Varian GC/LC Mass Spectrometer
The mass spectrometer is useful for sensitive detection of trace quantities of molecules. Molecules are introduced to the MS detector via the Gas Chromatograph or the Liquid Chromatograph interfaces. The molecular vapors or aerosols are ionized by a high voltage electron beam. The ions may then break apart into ionized fragments. Ionized molecules or fragments are accelerated through a high voltage, and then encounter a uniform magnetic field. The ionized molecules and molecular fragments encounter a central force as they attempt to traverse the magnetic field, which forces them into a curved trajectory. The radius of curvature for each trajectory determines the molecular mass. (r=qB/mv) Molecular ions and fragments are then separated, detected and quantified based on the location of their impact upon a detection grid. More massive fragments will have smaller radii curved trajectories. Through this technique, femtomole (10-15 mole) to picomole (10-12 mole) quantities of a molecule can be detected.

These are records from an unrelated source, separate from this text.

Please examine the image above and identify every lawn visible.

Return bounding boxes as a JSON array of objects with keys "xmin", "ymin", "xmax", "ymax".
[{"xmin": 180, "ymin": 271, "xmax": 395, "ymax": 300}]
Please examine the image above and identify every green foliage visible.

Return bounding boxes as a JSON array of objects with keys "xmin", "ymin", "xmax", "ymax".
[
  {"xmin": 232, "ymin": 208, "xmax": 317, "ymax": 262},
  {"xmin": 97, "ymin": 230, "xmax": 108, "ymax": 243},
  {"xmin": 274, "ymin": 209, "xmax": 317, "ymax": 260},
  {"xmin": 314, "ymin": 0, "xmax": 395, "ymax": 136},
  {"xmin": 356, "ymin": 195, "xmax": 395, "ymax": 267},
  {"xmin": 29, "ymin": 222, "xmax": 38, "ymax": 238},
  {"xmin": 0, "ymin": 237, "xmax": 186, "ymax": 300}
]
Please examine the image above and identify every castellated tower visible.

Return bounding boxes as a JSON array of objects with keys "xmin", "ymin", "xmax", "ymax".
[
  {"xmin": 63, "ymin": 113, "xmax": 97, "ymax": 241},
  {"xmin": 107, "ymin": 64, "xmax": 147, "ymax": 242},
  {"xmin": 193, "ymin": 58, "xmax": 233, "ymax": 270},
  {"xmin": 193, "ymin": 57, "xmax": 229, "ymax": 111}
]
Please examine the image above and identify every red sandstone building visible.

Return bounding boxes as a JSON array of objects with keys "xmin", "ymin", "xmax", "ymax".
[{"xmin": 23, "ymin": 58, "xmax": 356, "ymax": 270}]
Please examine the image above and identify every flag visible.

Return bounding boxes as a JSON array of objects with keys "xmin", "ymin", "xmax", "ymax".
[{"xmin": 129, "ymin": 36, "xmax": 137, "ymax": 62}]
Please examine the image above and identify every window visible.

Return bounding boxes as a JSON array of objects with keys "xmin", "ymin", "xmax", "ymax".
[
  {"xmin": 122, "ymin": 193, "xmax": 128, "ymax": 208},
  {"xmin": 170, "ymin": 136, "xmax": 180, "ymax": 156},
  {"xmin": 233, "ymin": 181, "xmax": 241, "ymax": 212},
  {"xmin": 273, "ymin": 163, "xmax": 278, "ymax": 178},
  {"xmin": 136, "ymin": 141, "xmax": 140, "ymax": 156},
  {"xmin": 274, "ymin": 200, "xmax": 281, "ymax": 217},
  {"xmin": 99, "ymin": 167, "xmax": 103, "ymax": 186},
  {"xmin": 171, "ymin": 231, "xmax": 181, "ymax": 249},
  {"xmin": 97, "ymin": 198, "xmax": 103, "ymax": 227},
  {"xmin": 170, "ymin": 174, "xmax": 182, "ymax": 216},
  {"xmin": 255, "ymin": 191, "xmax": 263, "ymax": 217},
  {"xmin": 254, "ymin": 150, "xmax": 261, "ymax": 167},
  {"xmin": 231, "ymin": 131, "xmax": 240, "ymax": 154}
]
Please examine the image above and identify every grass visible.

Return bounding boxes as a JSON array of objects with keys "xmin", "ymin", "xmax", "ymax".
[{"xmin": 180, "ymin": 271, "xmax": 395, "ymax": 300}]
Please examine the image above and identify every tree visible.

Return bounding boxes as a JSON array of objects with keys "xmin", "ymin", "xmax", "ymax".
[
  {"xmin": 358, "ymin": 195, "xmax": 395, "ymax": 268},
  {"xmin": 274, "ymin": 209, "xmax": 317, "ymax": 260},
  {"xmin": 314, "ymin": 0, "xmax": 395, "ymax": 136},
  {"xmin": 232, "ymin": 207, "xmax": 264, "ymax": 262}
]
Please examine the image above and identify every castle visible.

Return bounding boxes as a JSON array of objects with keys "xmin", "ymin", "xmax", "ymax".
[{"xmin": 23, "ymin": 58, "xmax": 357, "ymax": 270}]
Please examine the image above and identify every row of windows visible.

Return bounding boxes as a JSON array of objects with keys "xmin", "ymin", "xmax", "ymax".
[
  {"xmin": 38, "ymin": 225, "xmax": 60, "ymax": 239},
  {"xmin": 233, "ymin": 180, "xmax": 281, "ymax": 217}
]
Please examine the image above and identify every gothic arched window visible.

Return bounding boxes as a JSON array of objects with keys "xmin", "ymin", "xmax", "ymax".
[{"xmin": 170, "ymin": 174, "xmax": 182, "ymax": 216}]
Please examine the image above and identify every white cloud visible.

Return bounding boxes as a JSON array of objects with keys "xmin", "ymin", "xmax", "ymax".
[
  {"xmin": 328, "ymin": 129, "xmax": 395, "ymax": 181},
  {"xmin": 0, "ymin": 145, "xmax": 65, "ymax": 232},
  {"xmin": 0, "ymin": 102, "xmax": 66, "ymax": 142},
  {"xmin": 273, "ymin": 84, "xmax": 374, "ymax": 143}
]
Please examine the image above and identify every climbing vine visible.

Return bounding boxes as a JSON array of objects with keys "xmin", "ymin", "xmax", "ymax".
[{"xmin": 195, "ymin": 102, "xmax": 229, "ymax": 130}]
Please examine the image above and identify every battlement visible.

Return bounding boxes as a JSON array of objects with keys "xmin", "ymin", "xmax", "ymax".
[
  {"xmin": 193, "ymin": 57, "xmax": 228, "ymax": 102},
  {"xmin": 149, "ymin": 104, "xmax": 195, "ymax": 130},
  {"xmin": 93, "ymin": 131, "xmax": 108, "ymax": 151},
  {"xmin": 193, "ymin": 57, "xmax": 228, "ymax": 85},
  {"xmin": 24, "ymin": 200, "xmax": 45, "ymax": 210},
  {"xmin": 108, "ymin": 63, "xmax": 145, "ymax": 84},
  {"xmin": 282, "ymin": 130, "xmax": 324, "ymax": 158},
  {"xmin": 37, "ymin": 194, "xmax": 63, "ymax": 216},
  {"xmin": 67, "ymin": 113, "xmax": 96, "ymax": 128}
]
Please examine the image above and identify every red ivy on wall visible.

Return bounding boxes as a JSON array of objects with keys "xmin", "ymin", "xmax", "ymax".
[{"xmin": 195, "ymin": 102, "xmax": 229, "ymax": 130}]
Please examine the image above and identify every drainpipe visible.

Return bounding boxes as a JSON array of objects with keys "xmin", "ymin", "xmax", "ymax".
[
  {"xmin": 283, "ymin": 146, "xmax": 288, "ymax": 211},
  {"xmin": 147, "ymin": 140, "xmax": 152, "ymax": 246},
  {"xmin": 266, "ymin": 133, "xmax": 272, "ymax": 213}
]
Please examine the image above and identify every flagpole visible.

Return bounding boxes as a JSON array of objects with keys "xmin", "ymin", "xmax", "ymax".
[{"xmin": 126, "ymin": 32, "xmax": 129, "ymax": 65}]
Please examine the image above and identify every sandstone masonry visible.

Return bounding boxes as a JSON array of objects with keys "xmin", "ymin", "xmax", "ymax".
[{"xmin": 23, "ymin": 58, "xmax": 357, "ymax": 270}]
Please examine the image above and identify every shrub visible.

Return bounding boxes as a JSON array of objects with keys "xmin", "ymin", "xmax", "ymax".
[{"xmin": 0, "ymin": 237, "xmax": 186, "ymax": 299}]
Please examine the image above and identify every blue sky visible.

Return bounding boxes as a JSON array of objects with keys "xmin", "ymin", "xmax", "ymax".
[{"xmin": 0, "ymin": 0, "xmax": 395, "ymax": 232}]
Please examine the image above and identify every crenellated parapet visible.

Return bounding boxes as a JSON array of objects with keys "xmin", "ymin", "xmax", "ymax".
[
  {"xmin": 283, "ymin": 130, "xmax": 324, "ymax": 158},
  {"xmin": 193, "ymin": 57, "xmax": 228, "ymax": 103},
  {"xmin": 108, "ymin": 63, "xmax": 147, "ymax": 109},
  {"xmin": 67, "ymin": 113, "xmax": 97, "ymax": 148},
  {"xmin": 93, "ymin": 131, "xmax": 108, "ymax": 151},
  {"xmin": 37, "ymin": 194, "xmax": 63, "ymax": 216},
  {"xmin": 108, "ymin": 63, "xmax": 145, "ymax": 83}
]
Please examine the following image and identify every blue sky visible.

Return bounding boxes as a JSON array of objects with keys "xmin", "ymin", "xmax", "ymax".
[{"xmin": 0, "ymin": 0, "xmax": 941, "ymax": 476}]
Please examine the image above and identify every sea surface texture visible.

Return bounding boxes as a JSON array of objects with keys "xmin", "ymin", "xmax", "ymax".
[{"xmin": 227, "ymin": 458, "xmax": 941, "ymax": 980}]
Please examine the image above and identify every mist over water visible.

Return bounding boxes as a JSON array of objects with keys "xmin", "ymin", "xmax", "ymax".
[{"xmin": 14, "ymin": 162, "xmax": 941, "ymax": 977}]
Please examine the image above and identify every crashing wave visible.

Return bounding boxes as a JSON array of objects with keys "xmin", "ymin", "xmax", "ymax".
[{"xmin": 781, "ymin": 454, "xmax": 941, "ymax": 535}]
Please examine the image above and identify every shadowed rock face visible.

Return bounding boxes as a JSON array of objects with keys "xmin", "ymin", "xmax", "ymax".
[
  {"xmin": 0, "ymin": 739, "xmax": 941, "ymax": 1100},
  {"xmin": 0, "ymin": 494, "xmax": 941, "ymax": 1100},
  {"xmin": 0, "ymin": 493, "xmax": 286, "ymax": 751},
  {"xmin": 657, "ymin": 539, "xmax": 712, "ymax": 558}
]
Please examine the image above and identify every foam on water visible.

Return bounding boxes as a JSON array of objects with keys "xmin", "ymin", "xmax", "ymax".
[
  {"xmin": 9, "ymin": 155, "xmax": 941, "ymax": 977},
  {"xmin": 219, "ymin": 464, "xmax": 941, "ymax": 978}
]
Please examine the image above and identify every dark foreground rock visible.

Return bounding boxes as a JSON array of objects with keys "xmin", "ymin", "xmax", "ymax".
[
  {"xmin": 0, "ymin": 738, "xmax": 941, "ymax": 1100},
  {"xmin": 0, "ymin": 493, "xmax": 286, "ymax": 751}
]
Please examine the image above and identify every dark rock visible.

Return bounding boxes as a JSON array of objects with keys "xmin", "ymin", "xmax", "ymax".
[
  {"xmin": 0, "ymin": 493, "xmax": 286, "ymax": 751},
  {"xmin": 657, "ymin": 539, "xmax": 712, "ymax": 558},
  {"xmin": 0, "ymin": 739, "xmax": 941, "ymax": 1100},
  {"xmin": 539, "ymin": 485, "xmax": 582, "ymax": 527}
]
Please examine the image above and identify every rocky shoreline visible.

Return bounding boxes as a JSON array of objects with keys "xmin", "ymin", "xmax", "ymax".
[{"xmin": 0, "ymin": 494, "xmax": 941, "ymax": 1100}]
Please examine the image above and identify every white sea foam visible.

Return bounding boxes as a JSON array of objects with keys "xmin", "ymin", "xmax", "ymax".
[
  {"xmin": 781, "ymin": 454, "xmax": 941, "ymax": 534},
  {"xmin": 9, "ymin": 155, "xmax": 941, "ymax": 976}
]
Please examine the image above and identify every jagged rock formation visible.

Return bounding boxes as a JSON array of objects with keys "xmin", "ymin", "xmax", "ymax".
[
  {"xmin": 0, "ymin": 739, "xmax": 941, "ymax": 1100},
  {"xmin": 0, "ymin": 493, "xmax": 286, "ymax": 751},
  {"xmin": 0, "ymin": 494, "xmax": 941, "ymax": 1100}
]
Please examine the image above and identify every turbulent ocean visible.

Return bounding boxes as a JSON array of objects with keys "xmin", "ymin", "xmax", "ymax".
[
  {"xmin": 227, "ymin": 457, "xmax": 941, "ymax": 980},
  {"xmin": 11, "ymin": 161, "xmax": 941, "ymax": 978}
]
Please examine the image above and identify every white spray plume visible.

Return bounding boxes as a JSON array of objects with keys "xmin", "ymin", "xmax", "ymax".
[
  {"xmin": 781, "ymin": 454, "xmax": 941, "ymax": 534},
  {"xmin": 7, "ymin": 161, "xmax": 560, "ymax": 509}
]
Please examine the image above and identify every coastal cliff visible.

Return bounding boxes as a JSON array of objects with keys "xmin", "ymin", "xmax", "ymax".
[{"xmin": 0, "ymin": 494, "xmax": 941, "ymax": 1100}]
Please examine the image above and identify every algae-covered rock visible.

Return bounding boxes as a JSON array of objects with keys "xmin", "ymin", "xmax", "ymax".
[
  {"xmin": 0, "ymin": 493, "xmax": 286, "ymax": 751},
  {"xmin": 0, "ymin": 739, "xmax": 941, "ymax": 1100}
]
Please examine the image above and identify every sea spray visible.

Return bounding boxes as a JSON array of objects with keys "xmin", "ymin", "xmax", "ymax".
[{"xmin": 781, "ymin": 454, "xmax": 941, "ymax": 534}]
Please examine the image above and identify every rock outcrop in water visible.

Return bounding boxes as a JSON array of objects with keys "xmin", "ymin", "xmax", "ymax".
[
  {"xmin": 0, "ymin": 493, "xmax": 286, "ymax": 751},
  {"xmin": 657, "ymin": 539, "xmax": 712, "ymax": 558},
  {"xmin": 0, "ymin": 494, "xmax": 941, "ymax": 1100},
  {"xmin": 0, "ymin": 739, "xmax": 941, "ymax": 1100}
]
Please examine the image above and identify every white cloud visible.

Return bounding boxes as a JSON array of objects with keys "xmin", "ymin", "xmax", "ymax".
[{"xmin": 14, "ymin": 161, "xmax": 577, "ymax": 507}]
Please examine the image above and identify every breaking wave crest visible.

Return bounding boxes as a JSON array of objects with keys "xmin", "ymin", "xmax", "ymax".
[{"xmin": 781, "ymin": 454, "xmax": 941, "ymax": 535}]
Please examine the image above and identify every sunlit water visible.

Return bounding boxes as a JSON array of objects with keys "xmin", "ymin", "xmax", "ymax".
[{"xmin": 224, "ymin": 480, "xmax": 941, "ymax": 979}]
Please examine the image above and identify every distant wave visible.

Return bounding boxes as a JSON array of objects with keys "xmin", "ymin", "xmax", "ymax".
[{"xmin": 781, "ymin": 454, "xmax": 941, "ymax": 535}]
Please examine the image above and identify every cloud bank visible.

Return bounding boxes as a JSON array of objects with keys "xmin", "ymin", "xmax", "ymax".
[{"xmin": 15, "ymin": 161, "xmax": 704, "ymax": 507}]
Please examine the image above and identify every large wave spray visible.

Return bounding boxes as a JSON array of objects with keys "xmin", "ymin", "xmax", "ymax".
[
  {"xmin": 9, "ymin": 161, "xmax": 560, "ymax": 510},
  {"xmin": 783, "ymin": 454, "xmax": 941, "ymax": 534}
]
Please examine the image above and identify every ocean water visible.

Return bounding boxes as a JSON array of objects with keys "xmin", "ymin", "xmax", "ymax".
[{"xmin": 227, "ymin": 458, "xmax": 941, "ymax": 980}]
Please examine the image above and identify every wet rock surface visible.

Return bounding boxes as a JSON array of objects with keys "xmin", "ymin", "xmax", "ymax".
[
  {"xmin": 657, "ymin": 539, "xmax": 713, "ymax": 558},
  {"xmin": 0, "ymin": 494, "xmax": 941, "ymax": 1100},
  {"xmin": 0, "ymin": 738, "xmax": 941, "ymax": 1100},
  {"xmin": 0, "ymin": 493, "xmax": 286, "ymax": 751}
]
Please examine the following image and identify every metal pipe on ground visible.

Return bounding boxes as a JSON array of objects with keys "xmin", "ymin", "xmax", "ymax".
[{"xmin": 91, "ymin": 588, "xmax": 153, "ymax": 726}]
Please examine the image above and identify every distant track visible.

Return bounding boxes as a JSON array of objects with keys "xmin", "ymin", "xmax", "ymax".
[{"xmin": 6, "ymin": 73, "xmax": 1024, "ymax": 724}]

The Inductively Coupled Plasma Optical Emission Spectrometer is useful for detecting trace quantities of metals in a sample. An aqueous sample is introduced to plasma at 7000 Kelvin degrees. Aqueous metal ions are nebulized and introduced to the plasma via argon carrier gas. Metal ions introduced to the plasma undergo a rapid electron excitation. As electrons return to the ground state, light is emitted from the metal. Each metal emits a characteristic spectrum or excitation emission lines. The ICP-OES detects the optical emission spectra, and quantifies the metals in the sample. This instrument can simultaneously detect more than 70 metals in a single sample to sub-part per billion levels.